His research focuses, since four decades, on the questions how biomolecules in living cells assemble and cooperate to carry out their functions and which organizational principles and physical mechanism are involved the processes. The research, done jointly with experimental laboratories, required the development of mathematical as well as computational methods and the integration of new technologies. Key discoveries from his group resolved the mechanical motion of biological cells,  sensory processes in vision and animal navigation, light energy harvesting in photosynthesis as well as learning in neural networks.  Schulten also pioneered the use of computational modeling for the development of nanodevice sensors in biomedicine.
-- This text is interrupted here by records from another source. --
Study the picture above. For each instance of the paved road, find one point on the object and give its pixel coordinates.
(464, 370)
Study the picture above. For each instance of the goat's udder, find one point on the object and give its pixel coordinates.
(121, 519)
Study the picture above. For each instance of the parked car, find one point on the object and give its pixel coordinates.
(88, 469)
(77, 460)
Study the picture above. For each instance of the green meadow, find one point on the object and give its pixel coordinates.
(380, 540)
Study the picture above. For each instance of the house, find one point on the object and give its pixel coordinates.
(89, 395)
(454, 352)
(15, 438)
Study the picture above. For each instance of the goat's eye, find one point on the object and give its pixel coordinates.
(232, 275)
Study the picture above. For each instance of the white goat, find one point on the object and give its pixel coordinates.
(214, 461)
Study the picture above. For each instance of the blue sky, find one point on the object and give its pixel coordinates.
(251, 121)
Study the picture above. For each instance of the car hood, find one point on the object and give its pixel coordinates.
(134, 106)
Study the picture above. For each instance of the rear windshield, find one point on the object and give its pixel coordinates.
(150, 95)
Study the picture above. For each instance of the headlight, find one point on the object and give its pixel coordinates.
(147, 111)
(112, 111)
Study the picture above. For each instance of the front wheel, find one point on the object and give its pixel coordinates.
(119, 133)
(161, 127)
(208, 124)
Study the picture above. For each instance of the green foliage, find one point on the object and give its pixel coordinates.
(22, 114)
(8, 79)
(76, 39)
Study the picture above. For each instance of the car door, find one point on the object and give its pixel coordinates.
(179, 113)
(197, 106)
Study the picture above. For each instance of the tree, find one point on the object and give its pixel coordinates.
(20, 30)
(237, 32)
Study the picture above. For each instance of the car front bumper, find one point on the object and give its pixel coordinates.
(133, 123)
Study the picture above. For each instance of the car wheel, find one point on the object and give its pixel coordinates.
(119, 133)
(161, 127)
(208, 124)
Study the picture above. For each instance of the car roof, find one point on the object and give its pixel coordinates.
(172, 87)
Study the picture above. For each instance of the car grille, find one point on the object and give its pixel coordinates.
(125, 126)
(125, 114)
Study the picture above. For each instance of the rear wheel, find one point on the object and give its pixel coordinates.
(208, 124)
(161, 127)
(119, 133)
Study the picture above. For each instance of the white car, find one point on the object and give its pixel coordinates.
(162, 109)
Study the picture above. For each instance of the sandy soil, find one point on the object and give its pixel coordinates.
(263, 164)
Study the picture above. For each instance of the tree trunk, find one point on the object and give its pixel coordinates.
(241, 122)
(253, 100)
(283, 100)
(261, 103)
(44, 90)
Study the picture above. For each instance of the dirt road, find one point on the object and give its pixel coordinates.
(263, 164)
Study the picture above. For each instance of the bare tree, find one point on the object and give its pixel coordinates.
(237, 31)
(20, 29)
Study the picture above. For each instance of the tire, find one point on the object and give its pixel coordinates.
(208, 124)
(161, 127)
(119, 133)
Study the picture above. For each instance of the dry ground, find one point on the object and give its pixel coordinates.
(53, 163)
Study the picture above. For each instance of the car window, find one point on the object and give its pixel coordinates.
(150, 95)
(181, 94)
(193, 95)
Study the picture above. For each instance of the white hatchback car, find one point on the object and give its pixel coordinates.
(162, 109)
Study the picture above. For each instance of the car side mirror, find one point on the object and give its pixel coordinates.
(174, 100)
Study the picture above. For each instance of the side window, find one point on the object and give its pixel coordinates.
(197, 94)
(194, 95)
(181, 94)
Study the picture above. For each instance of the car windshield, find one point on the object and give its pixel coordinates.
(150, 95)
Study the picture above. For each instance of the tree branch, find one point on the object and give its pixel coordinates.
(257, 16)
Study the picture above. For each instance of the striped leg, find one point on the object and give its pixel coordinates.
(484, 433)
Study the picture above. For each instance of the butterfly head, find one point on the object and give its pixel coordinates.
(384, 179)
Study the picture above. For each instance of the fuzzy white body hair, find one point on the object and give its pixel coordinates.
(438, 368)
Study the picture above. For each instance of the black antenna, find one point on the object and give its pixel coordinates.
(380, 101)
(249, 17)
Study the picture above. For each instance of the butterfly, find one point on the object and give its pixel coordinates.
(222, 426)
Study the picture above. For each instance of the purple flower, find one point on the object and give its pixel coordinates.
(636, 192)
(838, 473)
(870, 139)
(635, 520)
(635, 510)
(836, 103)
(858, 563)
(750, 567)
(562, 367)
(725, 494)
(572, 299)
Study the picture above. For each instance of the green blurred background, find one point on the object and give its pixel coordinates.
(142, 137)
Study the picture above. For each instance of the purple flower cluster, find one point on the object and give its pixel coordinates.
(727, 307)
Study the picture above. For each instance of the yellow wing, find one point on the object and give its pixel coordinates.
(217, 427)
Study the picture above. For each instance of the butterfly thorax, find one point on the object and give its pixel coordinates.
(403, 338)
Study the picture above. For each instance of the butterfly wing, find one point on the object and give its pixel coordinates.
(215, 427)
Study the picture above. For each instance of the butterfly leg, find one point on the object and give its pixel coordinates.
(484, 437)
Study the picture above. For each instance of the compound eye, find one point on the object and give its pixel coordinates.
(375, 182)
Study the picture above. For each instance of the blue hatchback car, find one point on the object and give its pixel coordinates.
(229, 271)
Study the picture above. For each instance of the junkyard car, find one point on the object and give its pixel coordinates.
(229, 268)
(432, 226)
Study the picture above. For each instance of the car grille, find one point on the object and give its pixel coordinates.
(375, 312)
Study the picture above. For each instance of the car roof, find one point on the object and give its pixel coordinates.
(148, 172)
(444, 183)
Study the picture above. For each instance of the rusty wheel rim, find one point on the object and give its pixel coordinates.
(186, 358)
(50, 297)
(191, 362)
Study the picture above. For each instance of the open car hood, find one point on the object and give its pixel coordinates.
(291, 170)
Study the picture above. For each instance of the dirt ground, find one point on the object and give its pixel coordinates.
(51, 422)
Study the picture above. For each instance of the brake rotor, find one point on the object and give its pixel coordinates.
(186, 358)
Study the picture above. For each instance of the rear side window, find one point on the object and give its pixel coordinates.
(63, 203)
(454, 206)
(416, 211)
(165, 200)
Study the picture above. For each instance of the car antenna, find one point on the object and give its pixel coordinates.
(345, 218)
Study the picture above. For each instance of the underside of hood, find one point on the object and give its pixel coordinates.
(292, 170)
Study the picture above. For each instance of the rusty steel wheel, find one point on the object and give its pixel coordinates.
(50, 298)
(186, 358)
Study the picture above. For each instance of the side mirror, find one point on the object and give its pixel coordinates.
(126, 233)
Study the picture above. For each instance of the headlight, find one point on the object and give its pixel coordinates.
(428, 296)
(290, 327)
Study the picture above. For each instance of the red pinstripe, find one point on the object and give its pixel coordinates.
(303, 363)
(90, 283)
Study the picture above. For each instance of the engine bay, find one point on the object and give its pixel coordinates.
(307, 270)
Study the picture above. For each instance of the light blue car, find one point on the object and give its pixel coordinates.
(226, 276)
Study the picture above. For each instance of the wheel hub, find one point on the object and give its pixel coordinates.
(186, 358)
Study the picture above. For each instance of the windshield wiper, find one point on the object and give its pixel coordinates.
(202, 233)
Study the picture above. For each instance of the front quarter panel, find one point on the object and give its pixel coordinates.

In his research Schulten incorporated quantum mechanical and classical mechanical theories into non-equilibrium statistical mechanical descriptions as well as into computer simulations.  Schulten was the first to demonstrate that parallel computers could be practically employed to solve the classical many-body problem in biomolecular modeling.

Besides his research in biological physics, Schulten has devoted much effort to the development of computational biology software.  Thousands of researchers worldwide use his group's software for molecular graphics (VMD) and modeling (NAMD), the latter jointly developed with colleague Laxmikant Kale. Presently his group is developing a new computational method called Molecular Dynamics Flexible Fitting  that assists cell biologists in solving the structures of very large macromolecular machines found in living cells.

Schulten holds a Diplom degree in physics from the University of Muenster, Germany, and a PhD in chemical physics from Harvard University. He was junior group leader at the Max-Planck-Institut for Biophysical Chemistry from 1974 to 1980, and professor of theoretical physics at the Technical University of Munich from 1980 to 1988, before joining UIUC in 1988.

Awards

2012 Sidney Fernbach Award
“For outstanding contributions to the development of widely used parallel software for large biomolecular systems simulation.”